These fantastic intervention ideas come from Brandon Menikheim. They are great anger management tools! Mr. Menikheim earned a gift certificate to childtherapytoys.com for his submission. Learn how you can do the same!
When working with children, I find it especially important to develop ways to teach and engage them. Most students learn by association. If they have a concept that they can connect something visual to, the visual then serves as a reminder to them. Students remember the lessons I teach them better if I find a way to incorporate them into something familiar.
One strategy I used recently–and which appeared to be a big hit with my 3rd, 4th, and 5th grade students–was a lesson on anger management. We started off by defining anger: “What does anger mean to you?” ”What do you think about when you think about the word anger?” Students frequently referenced the color red. We then took red food coloring and dropped it into a clear plastic cup of vinegar. As we continued our discussion about anger, we focused on warning signs and triggers that accompany or give way to those feelings. With every warning sign and trigger that was discussed we squirted a dropperful of red vinegar into a bowl of baking soda. Students were then asked what was happening in the bowl. It was a great way for them to visualize and quantify anger.
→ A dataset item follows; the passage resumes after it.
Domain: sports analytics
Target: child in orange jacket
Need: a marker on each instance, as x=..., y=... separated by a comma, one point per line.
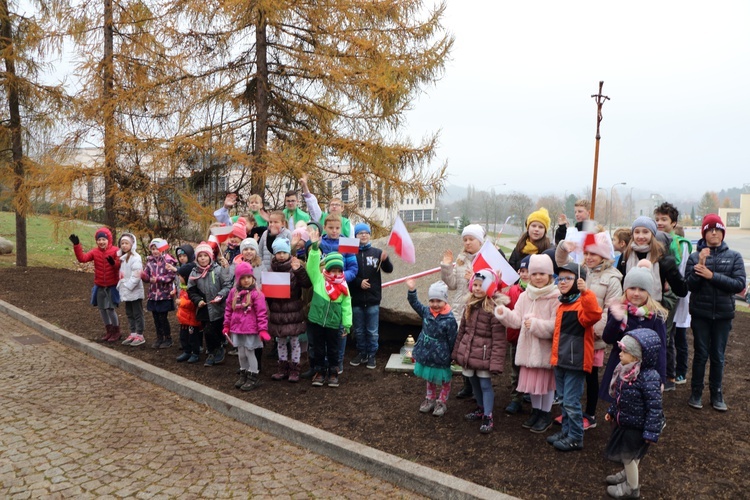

Each little thing that angers us causes something to “bubble up” inside of us. If we continue to allow it to bubble up it will eventually boil over. For this reason, it becomes increasingly important for us to find ways to cool down, to keep ourselves from bubbling over. To illustrate this I introduce a tray of ice cubes. Inside each ice cube is a laminated cool down strategy, frozen within it. As seen from the attached picture, I created little rectangles with a strategy on it, and then I “laminated” it by using packing tape. After covering each rectangle with tape, I folded them long-ways so that it would fit into the ice cube hole by pressing itself up against the sides. The students task is then to melt the ice (without smashing or throwing it). Cooling down takes time; it’s a slow process and sometimes it isn’t as easy as we think. All of these characteristics are illustrated in the process of trying to melt the ice to get to the piece of paper inside. Students find the activity exciting, because they want to see what’s inside. When they reach it, they are enthusiastic about reading it and then ultimately sharing it with the rest of the group. While sharing, I encourage the students to practice the strategy if possible. This activity is especially good for a warm day, as it provides a great way to literally cool down!